There are no details yet about what the course will look like — all details of Whistler's bid are considered confidential as the World Triathlon Corporation is a private organization.

While Whistler was shortlisted, there is a lively debate among Whistler locals whether the resort could pull off the event, which includes a 3.8km swim, 180km bike ride and 42.2km run. It also draws over 2,500 athletes each year, and roughly 10,000 spectators were at the start line in Penticton this past August.

Whistler's Grant Lamont, who helped to organize the event for several years and participated in it twice, is one of the skeptics who would like to see the plan for himself. He believes that Whistler could probably host a pretty good Half Iron event or even a "Dustman" long distance off-road triathlon, but can't see how the resort can possibly stage Ironman Canada.

"First of all, we'd probably need to tear down trees everywhere to do a transition," he said. "There isn't a site that can handle 3,000 people and 3,000 bikes," he said.

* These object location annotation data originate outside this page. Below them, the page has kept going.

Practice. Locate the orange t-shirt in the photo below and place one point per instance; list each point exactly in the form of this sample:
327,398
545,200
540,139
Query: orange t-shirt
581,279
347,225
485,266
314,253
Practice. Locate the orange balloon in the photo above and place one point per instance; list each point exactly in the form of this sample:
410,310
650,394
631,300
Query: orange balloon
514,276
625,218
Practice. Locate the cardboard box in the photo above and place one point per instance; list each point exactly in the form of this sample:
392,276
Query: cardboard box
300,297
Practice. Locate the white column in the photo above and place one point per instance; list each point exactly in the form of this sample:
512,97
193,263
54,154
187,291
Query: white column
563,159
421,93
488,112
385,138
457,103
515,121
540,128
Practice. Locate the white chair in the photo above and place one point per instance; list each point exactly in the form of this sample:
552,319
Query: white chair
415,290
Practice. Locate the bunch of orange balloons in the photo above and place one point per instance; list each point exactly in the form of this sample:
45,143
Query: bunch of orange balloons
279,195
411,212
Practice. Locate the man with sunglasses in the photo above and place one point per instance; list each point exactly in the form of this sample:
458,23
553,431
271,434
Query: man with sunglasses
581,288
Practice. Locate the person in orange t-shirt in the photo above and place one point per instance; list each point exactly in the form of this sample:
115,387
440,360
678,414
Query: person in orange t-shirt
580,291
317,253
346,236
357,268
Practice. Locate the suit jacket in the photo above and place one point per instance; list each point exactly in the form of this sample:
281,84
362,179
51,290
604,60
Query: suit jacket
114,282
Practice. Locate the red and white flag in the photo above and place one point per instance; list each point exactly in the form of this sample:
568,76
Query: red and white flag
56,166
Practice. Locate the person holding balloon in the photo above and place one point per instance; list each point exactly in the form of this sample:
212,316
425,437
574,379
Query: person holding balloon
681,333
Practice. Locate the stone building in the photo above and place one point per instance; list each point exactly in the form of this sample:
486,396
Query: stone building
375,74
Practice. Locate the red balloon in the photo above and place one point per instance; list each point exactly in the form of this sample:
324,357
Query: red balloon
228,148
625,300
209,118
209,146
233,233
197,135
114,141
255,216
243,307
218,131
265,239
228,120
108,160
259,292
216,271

The mass start swim is also a problem. "A bunch of years ago, the town wanted to move the Ironman start from the Okanagan side to the park at Skaha, but that was rejected because the park at Skaha was considered to be too small — and that park is probably three times the size of Rainbow."

If the bike route heads north to Pemberton, which is the rumour, Lamont also says the quality of the road is not good enough and that the hills back to Whistler are too tough — although the sections through Pemberton and out to the Meadows are flat and have recently been repaved.

"The geography here is fairly hilly. One of the biggest complaints we had from racers in Penticton was that the course was too hilly so (the route was changed), and there are worse hills here. It's steep. And the quality of the surface, it's just terrible... I think it would take a significant upgrade to the highway to make it happen."

While Lamont is skeptical about the course, he does feel the resort has far more in the way of accommodation to offer racers, as well as facilities like Whistler Olympic Plaza and the day lots that are better than what's available in Penticton.